Le bistrot d’en face, chez Momo, on a affiche le sourire. Parce que déjà plein à cette heure si matinale de la journée. L’arc en ciel d’eau de vie et de vin y est descendu sans grande difficulté en ce temps de fraicheur. Non loin de là, sur les ruines du Ghana bar, ancien point chaud du trou, une femme fume du poisson destiné à la vente. Bosson fils, propriétaire terrien lui y est pour l’encaissement de son loyer. Nous sommes le 4 du mois, la date limite du payement approche et l’homme est ponctuel. Ses 3 et 2 pièces  à 35 000 Fcfa et 25 000 Fcfa offrent aux locataires un toit sûr, câblé et « en dur* » dans cette zone ou pullulent les cabanes de fortunes. Ces dernières sont gratuites et inondées à l’eau du caniveau qui à la moindre pluie sort de son lit.

L’ambiance est bon enfant dans cet endroit partiellement en chantier, mais aussi froide et funeste. Le trou a enseveli une famille voisine Peulh il y a 2 ans. 37 autres personnes de Mossikro, Gobelet, Boribana… ont également perdu la vie cette année-là.

Pour cette saison 2017, 8 décès ont été déjà déplorés.

Mais qu’importe, la vie suit son cours au trou. La peur a fui cet endroit. Et les populations sont confortées dans leur situation. « L’eau tue partout aujourd’hui, que ce soit chez nous ou chez les boss, on va allez où ? » s’interroge un habitant du quartier l’air à la fois moqueur et inquiet.
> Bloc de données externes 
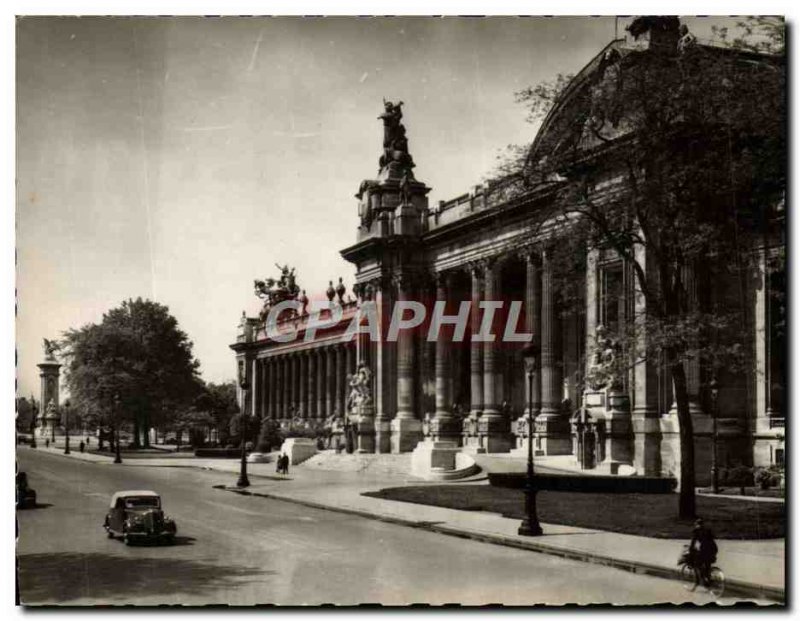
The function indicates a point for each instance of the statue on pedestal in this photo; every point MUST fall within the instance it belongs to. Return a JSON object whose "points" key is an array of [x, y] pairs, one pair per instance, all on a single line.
{"points": [[395, 143], [360, 390], [604, 371], [274, 291], [50, 349]]}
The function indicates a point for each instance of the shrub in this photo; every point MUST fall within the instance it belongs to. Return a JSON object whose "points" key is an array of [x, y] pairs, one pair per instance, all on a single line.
{"points": [[269, 437], [741, 477]]}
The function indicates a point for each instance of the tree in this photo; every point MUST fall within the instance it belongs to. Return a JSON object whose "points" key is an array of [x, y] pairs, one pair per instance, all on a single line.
{"points": [[664, 155], [130, 366], [219, 400]]}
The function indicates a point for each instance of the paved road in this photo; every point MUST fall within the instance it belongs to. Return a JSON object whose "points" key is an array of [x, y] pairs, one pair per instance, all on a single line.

Tous ont le regard tourné vers la société « d’en haut » qui pour une fois partage leurs  galères saisonnières. Riviera Palméraie, Angré, Zone 4, Bietry mais aussi Yopougon, Koumassi, Bonoumin… Ces quartiers viabilisés sont rentrés dans la danse. Des quartiers immergés ! Les autorités submergées, sans bouées de sauvetage, incriminent « l’incivisme des populations ».  Les caniveaux transformés en poubelle, les constructions sur les canalisations sont mis en cause.

haut quartier sous les eaux

L’invitation à quitter les zones à risques, à la prise de conscience, les  mesures de précautions sont distillées ça et là par le département des opérations et de secours de l’Office national de protection civile (ONPC) dans cette ville devenue presqu’insulaire. Pentecôte,  célébration de la venue du Saint esprit dans le monde, mais à Abidjan, on célèbre tristement la venue des eaux, en attendant un miracle pour sauver des vies.